Apache Pig [7] is a scripting platform for processing and analyzing large data sets. It allows Apache Hadoop users to write complex MapReduce transformations using a simple scripting language called Pig Latin. Pig translates the Pig Latin script into MapReduce so that it can be executed within YARN for access to a single dataset stored in the Hadoop Distributed File System (HDFS).
The Pig Latin statements in the Pig script (id*.pig) [8] extract all user IDs from the passwd file. First, copy these files from /home/sxg125/hadoop-projects/pig to your home directory. Next, run the Pig script (using local or mapreduce mode). The STORE operator will write the results to a file (id.out).
Run the pig command and you will get the grunt prompt:
pig -x local
Copy and paste each line and from the file "id-interactive.pig". Make sure that the input file 'passwd' is in the current directory.
grunt> A = load 'passwd' using PigStorage(':');
grunt> B = foreach A generate $0 as id;
grunt> store B into 'output';
output:
...
Input(s):
Successfully read records from: "file:///home/sxg125/hadoop-projects/pig/passwd"
Output(s):
Successfully stored records in: "file:///home/sxg125/hadoop-projects/pig/output"
Exit from grunt:
quit
See the output in the output directory:
cat output/part-m-00000
output:
root
bin
daemon
adm
...
Create input and output directories in HDFS. Replace the bold ones with the appropriate path.

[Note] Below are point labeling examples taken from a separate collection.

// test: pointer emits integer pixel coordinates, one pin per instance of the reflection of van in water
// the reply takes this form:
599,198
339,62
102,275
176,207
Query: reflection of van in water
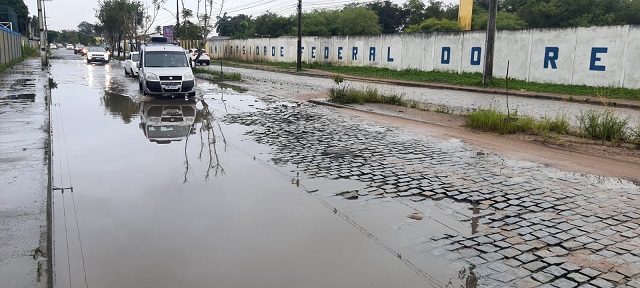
164,121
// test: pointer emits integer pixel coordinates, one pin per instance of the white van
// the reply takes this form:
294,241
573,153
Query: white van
164,70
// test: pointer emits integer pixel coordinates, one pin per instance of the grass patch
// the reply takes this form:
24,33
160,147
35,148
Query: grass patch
217,76
490,120
464,79
28,51
604,126
345,95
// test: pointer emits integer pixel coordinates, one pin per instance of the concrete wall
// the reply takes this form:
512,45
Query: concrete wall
10,45
595,56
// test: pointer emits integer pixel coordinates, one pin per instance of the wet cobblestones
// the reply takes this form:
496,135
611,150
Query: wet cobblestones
537,226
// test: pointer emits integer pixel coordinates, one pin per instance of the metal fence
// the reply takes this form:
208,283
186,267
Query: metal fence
10,45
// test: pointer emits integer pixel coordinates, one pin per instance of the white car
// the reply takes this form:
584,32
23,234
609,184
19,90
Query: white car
130,67
204,58
97,54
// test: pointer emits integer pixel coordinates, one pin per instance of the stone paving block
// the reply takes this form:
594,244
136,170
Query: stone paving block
492,257
526,257
590,272
578,277
601,283
564,283
535,266
542,277
503,277
570,267
476,261
510,252
527,282
555,271
554,260
558,251
572,245
550,240
612,276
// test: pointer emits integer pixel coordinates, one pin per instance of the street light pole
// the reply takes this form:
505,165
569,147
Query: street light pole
299,60
491,41
43,44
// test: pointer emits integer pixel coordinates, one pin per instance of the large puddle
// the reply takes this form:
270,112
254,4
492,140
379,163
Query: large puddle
167,195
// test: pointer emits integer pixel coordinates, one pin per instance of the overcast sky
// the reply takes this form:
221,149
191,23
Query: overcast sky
67,14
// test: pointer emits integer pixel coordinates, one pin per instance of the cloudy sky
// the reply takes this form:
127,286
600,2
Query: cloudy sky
67,14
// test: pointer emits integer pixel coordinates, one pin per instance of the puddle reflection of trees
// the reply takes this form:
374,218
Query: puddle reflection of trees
210,130
119,105
208,142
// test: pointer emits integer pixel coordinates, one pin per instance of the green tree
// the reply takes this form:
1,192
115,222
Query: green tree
22,13
391,16
271,25
416,12
434,25
357,21
504,21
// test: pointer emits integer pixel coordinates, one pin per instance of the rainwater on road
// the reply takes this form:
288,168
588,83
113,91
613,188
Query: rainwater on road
195,202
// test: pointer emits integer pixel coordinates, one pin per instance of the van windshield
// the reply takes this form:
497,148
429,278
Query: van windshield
165,59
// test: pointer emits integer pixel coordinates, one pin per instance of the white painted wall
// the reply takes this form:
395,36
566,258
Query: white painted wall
594,56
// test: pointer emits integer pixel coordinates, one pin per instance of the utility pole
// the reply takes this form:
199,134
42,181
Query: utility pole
491,41
299,66
43,44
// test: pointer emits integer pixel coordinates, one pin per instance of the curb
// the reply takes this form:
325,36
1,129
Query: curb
536,95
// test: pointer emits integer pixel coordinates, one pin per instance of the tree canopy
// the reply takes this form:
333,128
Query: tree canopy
22,13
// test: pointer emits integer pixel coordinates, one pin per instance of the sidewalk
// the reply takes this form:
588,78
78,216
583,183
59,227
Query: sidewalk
622,103
24,176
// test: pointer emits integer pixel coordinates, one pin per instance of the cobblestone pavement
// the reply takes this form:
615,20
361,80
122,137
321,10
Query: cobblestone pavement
537,226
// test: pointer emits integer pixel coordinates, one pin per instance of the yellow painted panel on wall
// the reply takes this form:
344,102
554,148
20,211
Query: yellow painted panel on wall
465,12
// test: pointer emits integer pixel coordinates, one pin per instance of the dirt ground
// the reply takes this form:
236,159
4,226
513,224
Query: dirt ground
564,152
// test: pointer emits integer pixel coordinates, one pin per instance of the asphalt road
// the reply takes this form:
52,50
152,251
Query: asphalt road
242,188
197,203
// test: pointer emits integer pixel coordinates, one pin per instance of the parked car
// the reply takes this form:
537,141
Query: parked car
97,54
164,70
130,67
78,49
204,58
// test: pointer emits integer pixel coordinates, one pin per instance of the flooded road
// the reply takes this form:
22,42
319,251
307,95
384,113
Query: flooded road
190,200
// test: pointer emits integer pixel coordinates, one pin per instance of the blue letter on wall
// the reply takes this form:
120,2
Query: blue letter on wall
551,55
475,56
594,58
446,55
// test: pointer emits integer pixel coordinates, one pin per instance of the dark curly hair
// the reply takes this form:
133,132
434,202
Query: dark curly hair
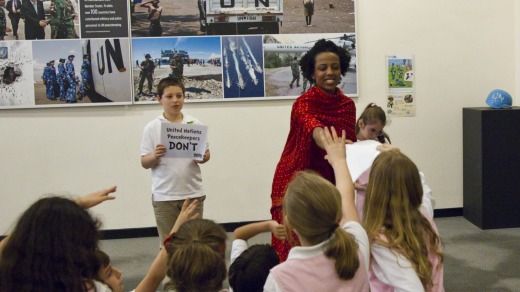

hadoop fs -mkdir /user/sxg125/projects/pig
hadoop fs -mkdir /user/sxg125/projects/pig/input
Copy the input file "passwd" to the input directory
hadoop fs -put passwd /user/sxg125/projects/pig/input
Modify the input path and output path in the script "id-mpareduce.pig" according to the input and output HDFS path you created (replace the bold ones with appropriate path):
A = load '/user/sxg125/projects/pig/input/passwd' using PigStorage(':'); -- load the passwd file
B = foreach A generate $0 as id; -- extract the user IDs
store B into '/user/sxg125/projects/pig/output'; -- write the results to a file name id.out
Execute:
pig -x mapreduce id-mpareduce.pig
Check the output:
hadoop fs -cat /user/sxg125/projects/pig/output/part*
output:
root
bin
daemon
adm
...
create a directory myudfs
mkdir myudfs
Copy the file UPPER.java from "/home/sxg125/hadoop-projects/pig/udf" to myudfs. This java code converts the first field into the Uppercase string.
cp /home/sxg125/hadoop-projects/pig/udf/myudfs/UPPER.java myudfs
Compile the java code:
javac -cp /opt/cloudera/parcels/CDH-5.4.0-1.cdh5.4.0.p0.27/lib/pig/pig.jar:`hadoop classpath` UPPER.java
Create a jar file after "cd ..":
jar -cf myudfs.jar myudfs
Copy the input file "student_data" to HDFS input directory. Modify the path according to yours.
hadoop fs -put student_data /user/sxg125/projects/pig/input
Copy the pig script file "pig-udf-mapreduce.pig" file from "/home/sxg125/hadoop-projects/pig/udf" to the current directory. Modify the input and output paths in the script according to yours.
cp /home/sxg125/hadoop-projects/pig/udf/myudfs/pig-udf-mapreduce.pig .
Run the script:
pig -x mapreduce pig-udf-mapreduce.pig
See the output:
hadoop fs -cat /user/sxg125/projects/pig/output/part*
output:
SANJAYA,20,3.2
MEKA,16,4.0